Sixty-nine percent of patients had associated injuries, including 15 closed
head injuries. The mechanism of injury was a motor vehicle accident (28),
a fall >from a height (17), a pedestrian struck by an auto (8), a gun
shot wound (5), industrial (4), and miscellaneous (8). According to the
OTA classification, there were 28 13C-2 and 43 13C-3 fractures. The
majority of operations were performed by a single surgeon through a posterior,
triceps-sparing approach. The ulnar nerve was meticulously dissected and
mobilized with the avoidance of traction or devascularization. Fracture
fixation was with a combination of pelvic reconstruction plates or LCDC
plates or both in addition to supplemental screw and K-wire fixation. Capsulectomy
was completed in those patients with significant limitations (less than
60° of flexion/extension arc) of motion after an average of 10 months
of follow-up. Clinical follow-up consisted of a physical examination, radiographs,
and completion of the DASH. Results: Sixteen patients were lost to follow-up. The average
follow-up was 14 months (range, 3 to 67). Complications included five nonunions
of the humerus, three nonunions of the olecranon, four ulnar nerve neurolyses,
four superficial and three deep infections. Adapted Cassebaum ratings of
results were 70% good to excellent, 20% fair, and 10% poor. Patients with
isolated fractures had 81% good-to-excellent results; those who had polytrauma
had 65% good-to-excellent results.

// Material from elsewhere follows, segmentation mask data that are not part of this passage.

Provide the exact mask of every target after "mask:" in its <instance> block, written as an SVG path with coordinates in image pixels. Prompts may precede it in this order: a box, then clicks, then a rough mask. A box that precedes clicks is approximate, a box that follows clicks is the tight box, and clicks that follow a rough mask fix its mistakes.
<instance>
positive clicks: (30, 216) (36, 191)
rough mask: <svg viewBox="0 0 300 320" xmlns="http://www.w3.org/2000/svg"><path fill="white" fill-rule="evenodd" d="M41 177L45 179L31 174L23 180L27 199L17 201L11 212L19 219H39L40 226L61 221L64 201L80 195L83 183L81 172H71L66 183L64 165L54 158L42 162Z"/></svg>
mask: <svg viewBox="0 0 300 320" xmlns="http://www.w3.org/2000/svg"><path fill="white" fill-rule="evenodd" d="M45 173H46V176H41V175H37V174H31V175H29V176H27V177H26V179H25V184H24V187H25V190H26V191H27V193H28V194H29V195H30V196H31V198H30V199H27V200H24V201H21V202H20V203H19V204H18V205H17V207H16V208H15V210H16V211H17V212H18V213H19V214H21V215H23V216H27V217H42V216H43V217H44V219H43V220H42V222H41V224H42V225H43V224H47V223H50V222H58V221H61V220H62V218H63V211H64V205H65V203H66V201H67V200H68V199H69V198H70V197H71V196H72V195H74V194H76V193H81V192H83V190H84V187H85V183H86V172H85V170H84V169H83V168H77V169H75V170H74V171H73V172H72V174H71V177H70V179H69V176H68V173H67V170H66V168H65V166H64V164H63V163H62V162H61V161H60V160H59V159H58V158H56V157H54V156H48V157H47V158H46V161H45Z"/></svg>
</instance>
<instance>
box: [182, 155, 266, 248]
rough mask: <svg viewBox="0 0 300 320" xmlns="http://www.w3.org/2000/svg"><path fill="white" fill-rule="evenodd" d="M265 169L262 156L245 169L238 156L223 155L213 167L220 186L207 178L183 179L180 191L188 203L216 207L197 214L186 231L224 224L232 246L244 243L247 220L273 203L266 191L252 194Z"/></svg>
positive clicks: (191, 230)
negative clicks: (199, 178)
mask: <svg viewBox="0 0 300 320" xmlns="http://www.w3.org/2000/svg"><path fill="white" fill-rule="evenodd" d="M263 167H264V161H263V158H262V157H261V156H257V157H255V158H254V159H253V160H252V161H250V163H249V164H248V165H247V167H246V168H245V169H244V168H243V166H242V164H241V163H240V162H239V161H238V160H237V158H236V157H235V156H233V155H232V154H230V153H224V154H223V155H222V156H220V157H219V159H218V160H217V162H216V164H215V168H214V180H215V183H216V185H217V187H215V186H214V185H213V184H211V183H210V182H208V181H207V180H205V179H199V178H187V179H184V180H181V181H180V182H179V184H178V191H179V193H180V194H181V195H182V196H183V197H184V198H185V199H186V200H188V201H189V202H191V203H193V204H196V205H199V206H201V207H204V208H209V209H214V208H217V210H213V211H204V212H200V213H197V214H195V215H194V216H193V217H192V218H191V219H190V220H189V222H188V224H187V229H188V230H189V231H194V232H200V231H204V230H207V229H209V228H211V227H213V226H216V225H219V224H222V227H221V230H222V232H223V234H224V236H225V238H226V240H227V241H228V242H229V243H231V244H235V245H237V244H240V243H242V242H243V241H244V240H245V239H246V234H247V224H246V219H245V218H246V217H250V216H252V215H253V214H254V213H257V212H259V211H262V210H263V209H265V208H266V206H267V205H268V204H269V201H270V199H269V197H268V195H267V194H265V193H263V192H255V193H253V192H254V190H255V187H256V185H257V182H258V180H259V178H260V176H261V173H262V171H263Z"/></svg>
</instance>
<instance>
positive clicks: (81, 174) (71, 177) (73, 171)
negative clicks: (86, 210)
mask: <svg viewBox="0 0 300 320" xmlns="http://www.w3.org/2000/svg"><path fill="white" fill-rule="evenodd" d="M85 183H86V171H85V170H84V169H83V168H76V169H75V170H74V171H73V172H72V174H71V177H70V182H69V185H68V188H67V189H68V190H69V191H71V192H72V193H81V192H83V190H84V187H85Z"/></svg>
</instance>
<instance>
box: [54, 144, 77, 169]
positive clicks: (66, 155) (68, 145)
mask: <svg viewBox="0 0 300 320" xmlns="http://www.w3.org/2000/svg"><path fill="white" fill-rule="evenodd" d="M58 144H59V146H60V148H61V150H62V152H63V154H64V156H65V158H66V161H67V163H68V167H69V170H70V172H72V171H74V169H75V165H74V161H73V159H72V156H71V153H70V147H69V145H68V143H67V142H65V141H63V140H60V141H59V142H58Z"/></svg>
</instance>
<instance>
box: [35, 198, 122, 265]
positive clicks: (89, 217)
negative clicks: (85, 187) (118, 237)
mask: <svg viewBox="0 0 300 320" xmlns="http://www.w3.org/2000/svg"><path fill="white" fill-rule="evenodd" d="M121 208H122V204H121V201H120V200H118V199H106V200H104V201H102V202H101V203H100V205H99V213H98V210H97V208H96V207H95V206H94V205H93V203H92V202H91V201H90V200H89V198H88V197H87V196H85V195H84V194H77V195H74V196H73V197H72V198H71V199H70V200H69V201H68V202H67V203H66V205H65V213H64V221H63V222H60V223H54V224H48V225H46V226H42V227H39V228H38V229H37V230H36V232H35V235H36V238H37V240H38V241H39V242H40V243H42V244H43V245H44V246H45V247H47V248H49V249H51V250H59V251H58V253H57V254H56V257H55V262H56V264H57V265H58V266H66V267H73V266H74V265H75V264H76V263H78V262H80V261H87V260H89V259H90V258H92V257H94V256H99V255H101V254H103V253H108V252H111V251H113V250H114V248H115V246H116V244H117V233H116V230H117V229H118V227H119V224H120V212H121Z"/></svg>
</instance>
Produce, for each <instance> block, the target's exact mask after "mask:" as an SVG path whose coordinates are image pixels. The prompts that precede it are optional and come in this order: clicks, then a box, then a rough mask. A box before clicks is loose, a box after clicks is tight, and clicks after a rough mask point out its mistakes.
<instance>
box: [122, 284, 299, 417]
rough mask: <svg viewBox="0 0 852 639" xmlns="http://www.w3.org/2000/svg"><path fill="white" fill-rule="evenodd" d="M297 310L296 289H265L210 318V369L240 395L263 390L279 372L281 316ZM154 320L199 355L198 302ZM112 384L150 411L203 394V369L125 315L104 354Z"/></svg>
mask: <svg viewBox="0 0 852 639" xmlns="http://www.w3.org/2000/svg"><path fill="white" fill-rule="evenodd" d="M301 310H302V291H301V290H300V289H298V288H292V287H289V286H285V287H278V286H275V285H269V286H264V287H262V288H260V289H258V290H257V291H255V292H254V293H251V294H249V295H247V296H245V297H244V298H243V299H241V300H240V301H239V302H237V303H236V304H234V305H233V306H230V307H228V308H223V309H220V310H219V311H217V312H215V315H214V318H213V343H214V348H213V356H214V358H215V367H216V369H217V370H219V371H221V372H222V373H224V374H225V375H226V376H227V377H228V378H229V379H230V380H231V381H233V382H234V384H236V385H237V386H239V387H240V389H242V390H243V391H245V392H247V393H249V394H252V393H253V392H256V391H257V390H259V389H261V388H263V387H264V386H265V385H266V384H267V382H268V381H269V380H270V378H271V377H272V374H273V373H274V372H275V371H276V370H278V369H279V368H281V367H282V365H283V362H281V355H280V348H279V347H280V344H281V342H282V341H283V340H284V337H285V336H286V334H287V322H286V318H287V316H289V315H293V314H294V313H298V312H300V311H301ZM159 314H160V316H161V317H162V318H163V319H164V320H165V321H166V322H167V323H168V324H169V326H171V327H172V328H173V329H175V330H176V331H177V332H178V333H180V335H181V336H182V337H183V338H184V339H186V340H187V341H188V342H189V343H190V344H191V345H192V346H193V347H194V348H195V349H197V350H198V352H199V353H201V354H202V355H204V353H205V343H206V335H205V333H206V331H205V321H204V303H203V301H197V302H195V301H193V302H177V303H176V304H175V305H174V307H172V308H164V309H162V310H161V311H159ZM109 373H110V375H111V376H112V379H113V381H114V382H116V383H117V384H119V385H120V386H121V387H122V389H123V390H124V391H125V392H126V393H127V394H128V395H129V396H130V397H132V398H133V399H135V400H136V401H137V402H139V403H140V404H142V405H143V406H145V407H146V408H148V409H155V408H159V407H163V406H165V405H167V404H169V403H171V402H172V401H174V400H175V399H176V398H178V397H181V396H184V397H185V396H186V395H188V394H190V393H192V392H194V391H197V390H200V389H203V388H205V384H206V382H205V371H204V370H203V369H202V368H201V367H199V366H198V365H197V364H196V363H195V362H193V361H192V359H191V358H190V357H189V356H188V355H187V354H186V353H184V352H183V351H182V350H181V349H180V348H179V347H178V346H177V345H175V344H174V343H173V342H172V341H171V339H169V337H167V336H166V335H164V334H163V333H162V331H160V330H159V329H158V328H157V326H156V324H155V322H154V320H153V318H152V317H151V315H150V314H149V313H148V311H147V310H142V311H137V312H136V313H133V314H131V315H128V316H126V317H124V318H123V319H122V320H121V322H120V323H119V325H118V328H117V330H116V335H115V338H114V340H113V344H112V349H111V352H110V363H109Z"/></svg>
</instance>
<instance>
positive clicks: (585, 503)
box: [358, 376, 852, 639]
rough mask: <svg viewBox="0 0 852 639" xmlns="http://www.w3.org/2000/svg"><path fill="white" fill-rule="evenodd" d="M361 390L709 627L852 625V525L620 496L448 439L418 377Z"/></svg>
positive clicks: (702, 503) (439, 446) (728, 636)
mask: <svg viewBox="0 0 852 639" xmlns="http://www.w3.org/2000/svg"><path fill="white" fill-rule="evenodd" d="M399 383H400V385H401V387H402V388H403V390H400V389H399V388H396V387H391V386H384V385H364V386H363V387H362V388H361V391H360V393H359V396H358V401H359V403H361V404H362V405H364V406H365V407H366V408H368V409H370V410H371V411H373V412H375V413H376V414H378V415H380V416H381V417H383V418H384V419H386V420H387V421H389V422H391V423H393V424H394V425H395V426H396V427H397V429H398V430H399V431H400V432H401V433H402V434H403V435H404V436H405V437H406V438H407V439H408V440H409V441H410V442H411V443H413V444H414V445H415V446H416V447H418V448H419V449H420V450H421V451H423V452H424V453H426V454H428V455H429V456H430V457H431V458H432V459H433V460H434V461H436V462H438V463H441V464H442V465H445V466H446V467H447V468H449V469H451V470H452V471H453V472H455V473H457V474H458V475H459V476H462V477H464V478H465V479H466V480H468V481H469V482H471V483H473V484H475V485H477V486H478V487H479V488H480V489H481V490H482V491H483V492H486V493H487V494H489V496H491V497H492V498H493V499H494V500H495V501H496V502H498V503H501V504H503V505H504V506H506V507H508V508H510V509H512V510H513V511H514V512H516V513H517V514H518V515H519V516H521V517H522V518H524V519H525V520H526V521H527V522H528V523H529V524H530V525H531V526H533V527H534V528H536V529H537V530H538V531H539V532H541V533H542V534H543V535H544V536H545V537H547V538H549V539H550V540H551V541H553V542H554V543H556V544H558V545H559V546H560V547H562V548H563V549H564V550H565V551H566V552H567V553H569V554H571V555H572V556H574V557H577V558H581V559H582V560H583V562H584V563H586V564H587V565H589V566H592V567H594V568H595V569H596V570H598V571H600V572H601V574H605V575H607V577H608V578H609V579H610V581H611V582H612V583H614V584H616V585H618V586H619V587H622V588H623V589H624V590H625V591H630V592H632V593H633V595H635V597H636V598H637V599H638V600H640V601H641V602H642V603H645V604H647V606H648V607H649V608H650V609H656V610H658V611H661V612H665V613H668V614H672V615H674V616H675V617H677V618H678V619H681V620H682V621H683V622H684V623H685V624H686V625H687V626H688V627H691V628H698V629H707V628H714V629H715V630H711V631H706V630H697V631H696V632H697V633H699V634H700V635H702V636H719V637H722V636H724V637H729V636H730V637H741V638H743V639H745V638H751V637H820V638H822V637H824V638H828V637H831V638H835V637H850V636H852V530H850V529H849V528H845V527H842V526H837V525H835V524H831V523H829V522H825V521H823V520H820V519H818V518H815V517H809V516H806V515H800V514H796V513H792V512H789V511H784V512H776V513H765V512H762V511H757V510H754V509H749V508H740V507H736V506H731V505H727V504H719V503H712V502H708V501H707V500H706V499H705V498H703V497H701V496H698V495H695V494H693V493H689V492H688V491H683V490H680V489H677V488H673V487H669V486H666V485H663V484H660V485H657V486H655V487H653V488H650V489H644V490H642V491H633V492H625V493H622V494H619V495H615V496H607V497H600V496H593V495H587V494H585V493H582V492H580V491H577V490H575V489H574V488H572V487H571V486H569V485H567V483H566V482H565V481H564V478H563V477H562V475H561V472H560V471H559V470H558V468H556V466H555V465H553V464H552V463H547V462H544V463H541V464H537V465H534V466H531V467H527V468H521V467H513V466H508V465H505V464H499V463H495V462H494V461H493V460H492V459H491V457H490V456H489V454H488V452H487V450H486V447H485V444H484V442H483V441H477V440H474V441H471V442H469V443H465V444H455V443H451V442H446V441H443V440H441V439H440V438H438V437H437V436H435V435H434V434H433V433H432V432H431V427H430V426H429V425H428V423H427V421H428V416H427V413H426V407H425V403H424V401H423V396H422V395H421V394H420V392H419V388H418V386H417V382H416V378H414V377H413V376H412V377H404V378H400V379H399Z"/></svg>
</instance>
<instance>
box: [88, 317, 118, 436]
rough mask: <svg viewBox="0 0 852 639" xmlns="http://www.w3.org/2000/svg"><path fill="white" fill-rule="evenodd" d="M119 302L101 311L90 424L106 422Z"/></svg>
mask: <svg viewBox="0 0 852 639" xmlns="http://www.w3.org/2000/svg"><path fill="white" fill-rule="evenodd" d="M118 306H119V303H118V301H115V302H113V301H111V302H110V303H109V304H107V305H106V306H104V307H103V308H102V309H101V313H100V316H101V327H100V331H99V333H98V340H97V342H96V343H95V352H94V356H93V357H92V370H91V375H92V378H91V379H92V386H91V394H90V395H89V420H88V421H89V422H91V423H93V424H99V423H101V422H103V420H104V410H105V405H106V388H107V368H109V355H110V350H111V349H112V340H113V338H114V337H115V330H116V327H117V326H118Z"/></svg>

Seventeen patients (25%) had capsulectomies,
and 14 of them had good-to-excellent results, 2 had a fair result, and 1
was lost to follow-up. With use of our olecranon osteotomy fixation technique,
there was only a 4% nonunion rate and two reports of painful hardware. Five
patients had ulnar nerve symptoms at follow-up. The overall DASH score was
72. Discussion: Supracondylar/intercondylar fractures of the distal
humerus are among the most challenging fractures for the orthopaedic surgeon
to treat. Our study population involved high-energy fractures; 55% of these
were open injuries and 69% of patients had polytrauma. With these patients,
operative stabilization can be of significant value in their care. However,
early mobilization and rehabilitation may be difficult. The majority of
capsulectomies were performed in this population, with 82% having a good-to-excellent
result. We found only five patients (7%) with ulnar nerve symptoms at follow-up;
therefore, we do not recommend routine transposition. Use of the long intramedullary
screw for olecranon osteotomy fixation appears to minimize the risk of complications
after osteotomy. In the largest series to date, our results demonstrate
that our approach to the OTA C2 and C3 fractures of the distal humerus should
help with the surgical decision-making and treatment of these fractures
to provide for optimal functional outcome.